Per ridurre i consumi di fonti energetiche fossili, dobbiamo passare a maggior consumi di energia elettrica fatta però con fonti che non emettono gas serra.

“Tutti gli scenari di lungo termine, a zero emissioni di CO2, prevedono una forte elettrificazione dei consumi. In Italia, per esempio il fabbisogno elettrico, inclusa la quota per la produzione di idrogeno, si stima possa essere di 650-700 Terawattora (miliardi di chilowattora). Tutti da generare senza emissione di CO2. Per arrivare a questo risultato è necessario impiegare tutte le tecnologie disponibili dalle rinnovabili, al nucleare, al gas con cattura della CO2, nel giusto mix, tenendo conto della situazione del nostro Paese. Bisognerà accelerare sin da subito gli investimenti nelle rinnovabili, per poi avviare tra 3-4 anni la costruzione di alcune centrali nucleari. Dai conti del mio gruppo di ricerca, ci serviranno al 2050 circa 35 GW nucleari e 380 GW di impianti fotovoltaici, eolici (prevalentemente offshore) e di accumulo di breve periodo e stagionali. Una sfida enorme che va affrontata e vinta. E la quota nucleare, pur minoritaria in termini di potenza installata, tuttavia fornirà circa il 40% del fabbisogno elettrico, a costi stabili e competitivi, tanto da abbassare il costo totale del sistema, oltre che a ridurre l’occupazione di suolo e l’impiego di materiali. Del resto, nel lungo periodo, è impensabile continuare a contare sull’import di elettricità dall’estere. Anche i nostri confinanti dovranno decarbonizzare e dunque vedranno crescere il loro fabbisogno elettrico: possiamo perciò attenderci in futuro che gli scambi continuino, ma cessi l’import netto verso l’Italia”.

Ma si dice che fare una centrale nucleare è troppo costoso e ci vogliono tempi troppo lunghi per cui non ne vale la pena.

“Sono affermazioni che raccontano solo una parte della situazione. Per costruire un reattore nucleare dell’attuale generazione, la terza evoluta, sicura e affidabile, sono tecnicamente sufficienti 7-8 anni, come dimostrano i 4 reattori costruiti in sequenza, a un anno di distanza uno dall’altro, negli Emirati. Lì la sudcoreana Kepco, in 11 anni ha costruito una centrale da 5,6 GW, che genererà 45 TWh continui e puliti per 60 anni, al costo stabile di circa 60 €/MWh. I 3 (solo 3) esempi europei, citati ad arte dagli antinucleari, sono il risultato della drastica riduzione di commesse all’industria europea e del sostanziale disimpegno delle utilities, causati dalla scelta ideologica di fissare di obiettivi europei obbligatori, sempre più ambiziosi, di quota rinnovabile nella generazione elettrica.

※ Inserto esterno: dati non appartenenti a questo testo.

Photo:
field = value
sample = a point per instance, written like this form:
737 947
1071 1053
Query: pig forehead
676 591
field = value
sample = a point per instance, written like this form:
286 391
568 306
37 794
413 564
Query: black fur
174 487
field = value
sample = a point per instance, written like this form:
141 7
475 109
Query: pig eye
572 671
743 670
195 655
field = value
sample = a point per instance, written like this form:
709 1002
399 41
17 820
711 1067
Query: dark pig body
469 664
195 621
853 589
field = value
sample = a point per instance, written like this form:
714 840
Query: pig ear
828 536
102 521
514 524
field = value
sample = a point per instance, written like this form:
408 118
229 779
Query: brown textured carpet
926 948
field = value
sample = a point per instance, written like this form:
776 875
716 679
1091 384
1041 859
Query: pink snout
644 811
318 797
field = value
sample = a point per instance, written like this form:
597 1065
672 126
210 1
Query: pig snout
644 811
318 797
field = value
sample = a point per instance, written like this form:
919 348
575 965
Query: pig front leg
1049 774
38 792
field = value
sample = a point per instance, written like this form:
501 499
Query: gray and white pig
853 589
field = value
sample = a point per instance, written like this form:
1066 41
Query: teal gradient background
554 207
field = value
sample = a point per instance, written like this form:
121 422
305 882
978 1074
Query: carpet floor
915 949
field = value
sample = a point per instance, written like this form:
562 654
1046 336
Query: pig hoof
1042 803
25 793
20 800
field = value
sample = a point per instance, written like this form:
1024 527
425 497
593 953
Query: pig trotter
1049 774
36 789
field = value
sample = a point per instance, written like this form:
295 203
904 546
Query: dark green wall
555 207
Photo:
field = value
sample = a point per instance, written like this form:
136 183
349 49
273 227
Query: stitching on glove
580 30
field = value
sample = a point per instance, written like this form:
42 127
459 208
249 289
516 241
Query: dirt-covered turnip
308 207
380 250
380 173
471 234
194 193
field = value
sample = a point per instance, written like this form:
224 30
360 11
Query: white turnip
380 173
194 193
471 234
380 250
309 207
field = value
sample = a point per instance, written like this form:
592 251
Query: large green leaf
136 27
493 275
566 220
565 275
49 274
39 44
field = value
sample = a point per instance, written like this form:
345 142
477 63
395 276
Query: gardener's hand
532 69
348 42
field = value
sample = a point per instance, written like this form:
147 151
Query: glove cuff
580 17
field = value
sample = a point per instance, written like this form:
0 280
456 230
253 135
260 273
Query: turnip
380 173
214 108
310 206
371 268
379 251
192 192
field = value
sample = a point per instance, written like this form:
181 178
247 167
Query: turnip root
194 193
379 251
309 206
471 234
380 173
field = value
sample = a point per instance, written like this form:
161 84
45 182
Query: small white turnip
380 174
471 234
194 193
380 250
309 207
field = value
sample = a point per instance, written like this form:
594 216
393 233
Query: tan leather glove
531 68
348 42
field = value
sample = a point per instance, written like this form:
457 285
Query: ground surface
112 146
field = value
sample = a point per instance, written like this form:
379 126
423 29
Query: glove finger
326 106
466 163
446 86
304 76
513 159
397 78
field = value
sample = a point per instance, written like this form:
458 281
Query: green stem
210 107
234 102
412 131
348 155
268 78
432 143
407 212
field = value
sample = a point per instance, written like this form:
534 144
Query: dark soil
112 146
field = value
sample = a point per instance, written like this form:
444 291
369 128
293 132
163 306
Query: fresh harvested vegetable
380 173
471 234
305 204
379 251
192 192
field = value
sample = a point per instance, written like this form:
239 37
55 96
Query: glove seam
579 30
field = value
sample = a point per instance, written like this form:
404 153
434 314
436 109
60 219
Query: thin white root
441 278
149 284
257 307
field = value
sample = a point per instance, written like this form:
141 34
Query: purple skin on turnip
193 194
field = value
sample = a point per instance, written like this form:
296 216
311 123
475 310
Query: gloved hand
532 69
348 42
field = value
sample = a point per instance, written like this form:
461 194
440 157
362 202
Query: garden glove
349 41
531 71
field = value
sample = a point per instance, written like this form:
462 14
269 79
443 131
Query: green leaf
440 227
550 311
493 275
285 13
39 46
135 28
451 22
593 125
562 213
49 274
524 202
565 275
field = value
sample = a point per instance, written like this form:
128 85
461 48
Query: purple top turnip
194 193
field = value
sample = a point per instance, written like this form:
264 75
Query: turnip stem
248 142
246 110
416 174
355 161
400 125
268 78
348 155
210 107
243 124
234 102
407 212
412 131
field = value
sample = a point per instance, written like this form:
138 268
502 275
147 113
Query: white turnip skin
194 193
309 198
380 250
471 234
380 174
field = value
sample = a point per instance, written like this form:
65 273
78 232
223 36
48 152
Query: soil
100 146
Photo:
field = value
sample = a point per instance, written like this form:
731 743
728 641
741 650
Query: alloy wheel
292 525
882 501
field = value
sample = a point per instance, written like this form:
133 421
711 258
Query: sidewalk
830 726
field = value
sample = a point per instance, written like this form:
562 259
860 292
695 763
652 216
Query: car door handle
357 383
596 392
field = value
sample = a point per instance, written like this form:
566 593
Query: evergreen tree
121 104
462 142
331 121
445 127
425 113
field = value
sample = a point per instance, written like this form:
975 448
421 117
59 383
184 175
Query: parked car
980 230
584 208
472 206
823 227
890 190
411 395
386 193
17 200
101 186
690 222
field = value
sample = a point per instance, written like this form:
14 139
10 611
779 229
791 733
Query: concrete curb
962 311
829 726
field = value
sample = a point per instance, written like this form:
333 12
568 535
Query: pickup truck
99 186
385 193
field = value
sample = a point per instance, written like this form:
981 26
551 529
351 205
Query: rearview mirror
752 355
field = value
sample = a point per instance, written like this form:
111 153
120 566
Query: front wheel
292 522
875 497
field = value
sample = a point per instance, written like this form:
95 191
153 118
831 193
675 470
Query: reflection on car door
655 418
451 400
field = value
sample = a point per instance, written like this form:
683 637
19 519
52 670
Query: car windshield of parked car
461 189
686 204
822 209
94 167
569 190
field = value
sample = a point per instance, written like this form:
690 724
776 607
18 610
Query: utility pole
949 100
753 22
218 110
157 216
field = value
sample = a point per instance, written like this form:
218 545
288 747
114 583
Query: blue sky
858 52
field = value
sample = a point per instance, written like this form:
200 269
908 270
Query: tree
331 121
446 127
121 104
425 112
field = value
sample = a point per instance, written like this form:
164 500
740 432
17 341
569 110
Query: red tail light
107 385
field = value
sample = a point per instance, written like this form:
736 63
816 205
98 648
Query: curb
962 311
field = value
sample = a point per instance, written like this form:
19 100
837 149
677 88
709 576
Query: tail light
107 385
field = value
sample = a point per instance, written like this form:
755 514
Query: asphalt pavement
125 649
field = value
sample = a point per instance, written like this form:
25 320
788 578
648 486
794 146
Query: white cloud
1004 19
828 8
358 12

Dove i reattori nucleari si costruiscono invece regolarmente, i numeri sono quelli che ho detto. Ora è tempo di invertire la rotta anche in Europa, perché l’obiettivo della decarbonizzazione è troppo importante per affrontarlo in modo ideologico.

Del resto, anche per realizzare impianti rinnovabili ci vuole tempo. In Svizzera è stato inaugurato recentemente una centrale idroelettrica con bacini di accumulo da 20 Gigawattora e ci sono voluti 14 anni. E un ipotetico scenario italiano 100% rinnovabile di impianti come quello che ne servirebbero 50. 

Insomma, per fare una vera transizione energetica ci vogliono molti investimenti e molto tempo e bisogna seguire il dettato dei numeri e della tecnologia. L’Italia dovrebbe rifare con urgenza il proprio piano energetico, coinvolgendo veri esperti della materia, i quali dovrebbero proporre scenari alternativi, indicando le implicazioni e i costi di ciascuno. Poi il Governo e soprattutto l’intero Parlamento dovrebbero valutare e scegliere. Sarebbe importante puntare ad una larga adesione di tutte le forze politiche perché si tratta di un piano a lungo termine, ben al di là della durata di una legislatura, che impegnerà il paese intero per almeno mezzo secolo”.